But the poverty in the world today is different. For it exists alongside wealth on a scale easily sufficient to banish poverty for ever. In 1992 the total economic output of the whole world was five times what it was in 1950, according to the United Nations Human Development Report. Yet poverty, in many parts of the world is as bad today, if not worse than 45 years ago. Hunger exists alongside huge stockpiles of food – witness the European Union’s food mountains – while governments in America and Europe pay farmers not to plant their land. People are told there is not enough wealth to go round while firms close factories and sack people who could be producing more wealth. The mass of people are told they cannot have jobs unless they work longer and harder for lower wages, while in every country a small minority at the top live it up as never before.

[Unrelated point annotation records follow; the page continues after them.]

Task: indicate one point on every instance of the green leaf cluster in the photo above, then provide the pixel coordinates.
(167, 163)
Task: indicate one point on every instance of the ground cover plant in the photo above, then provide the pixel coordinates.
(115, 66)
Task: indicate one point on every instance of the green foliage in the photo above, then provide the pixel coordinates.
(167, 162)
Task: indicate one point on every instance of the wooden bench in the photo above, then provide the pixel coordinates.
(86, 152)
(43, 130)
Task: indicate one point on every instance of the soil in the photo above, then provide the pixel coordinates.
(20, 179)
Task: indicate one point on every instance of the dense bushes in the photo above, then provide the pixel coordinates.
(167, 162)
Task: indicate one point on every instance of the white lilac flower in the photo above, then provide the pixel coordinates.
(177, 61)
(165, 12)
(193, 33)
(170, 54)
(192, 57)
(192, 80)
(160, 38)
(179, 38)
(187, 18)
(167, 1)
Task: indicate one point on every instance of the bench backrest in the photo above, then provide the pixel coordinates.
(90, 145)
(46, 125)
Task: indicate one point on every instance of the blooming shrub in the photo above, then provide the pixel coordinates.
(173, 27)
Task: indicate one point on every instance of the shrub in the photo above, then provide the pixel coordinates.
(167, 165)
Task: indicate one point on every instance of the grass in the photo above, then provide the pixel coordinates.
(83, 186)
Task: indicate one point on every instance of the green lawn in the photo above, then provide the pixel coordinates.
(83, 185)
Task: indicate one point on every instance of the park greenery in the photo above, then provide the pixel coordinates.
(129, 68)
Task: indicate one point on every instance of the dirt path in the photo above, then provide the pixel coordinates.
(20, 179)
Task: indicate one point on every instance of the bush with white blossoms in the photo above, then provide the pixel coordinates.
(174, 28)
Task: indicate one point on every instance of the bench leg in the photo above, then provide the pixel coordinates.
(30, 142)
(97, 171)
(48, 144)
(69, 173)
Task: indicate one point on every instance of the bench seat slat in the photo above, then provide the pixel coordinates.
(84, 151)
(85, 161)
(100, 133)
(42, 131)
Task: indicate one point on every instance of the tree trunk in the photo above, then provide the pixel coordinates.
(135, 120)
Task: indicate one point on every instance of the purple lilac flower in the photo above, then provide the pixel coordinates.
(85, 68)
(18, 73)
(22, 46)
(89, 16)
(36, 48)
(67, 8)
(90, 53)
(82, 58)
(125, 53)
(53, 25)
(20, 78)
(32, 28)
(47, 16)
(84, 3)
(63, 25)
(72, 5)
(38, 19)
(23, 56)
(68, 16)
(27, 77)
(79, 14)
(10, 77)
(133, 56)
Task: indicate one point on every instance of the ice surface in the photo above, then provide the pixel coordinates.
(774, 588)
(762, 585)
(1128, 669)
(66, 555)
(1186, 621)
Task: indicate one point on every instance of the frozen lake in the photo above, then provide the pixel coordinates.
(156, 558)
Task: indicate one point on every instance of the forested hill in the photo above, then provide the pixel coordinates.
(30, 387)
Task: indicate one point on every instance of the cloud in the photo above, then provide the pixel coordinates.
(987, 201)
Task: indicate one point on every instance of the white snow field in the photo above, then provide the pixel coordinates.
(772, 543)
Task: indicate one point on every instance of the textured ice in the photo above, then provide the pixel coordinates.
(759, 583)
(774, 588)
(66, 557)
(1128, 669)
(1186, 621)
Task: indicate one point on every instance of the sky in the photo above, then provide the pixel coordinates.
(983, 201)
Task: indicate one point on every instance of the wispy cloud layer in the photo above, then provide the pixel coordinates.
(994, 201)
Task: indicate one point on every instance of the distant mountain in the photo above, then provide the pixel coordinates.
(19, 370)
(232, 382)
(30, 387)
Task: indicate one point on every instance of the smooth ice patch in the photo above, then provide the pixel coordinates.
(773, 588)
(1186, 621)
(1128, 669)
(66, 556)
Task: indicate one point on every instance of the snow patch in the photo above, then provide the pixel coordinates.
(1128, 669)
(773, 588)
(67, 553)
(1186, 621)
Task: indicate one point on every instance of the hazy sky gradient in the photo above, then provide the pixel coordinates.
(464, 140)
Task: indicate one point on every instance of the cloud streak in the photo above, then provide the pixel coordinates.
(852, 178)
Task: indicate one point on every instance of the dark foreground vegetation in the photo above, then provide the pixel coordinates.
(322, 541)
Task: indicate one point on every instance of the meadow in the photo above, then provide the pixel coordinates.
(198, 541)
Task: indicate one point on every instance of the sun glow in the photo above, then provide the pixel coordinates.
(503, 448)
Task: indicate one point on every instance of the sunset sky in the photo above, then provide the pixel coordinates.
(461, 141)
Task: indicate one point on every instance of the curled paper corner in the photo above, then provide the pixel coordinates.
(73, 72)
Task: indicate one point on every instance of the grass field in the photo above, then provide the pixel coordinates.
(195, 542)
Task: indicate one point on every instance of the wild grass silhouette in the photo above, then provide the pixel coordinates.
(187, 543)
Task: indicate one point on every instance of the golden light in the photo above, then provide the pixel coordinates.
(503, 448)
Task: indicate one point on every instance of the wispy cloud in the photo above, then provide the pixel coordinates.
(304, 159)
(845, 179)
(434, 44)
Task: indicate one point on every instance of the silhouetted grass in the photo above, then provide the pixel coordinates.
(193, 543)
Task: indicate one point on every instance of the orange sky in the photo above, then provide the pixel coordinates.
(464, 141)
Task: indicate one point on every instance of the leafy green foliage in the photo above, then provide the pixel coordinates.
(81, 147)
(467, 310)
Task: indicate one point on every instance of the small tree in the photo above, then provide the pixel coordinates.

In 1950 the richest fifth of the world’s population took 30 percent of its incomes; today they take 60 percent. Meanwhile, the poorest fifth of humanity are left to share a mere 1.4 percent of total world output.

Few of those who support the present organisation of society expect things to get better. In many countries there are parties, like the Labour Party in Britain, that once promised to improve the condition of the poor with full employment, greater spending on welfare and a redistribution of income from the rich to the poor. Today they tell us these ideas are ‘old fashioned’.

A huge conundrum confronts us which none of the established political parties can come to terms with. More wealth is being produced than ever before in history. There are inventions for increasing the output of all sorts of things, including the basic foods denied to generations of humanity. Human beings can conquer outer space and explore the depths of the oceans. They can use machines to do backbreaking toil or send information from one side of the world to the other in a fraction of a second. Yet far from the burden of securing a livelihood getting lighter it is often getting heavier. Instead of people looking forward to living more prosperous and comfortable lives, often they can only live in fear of things getting worse. Far from poverty disappearing, it grows.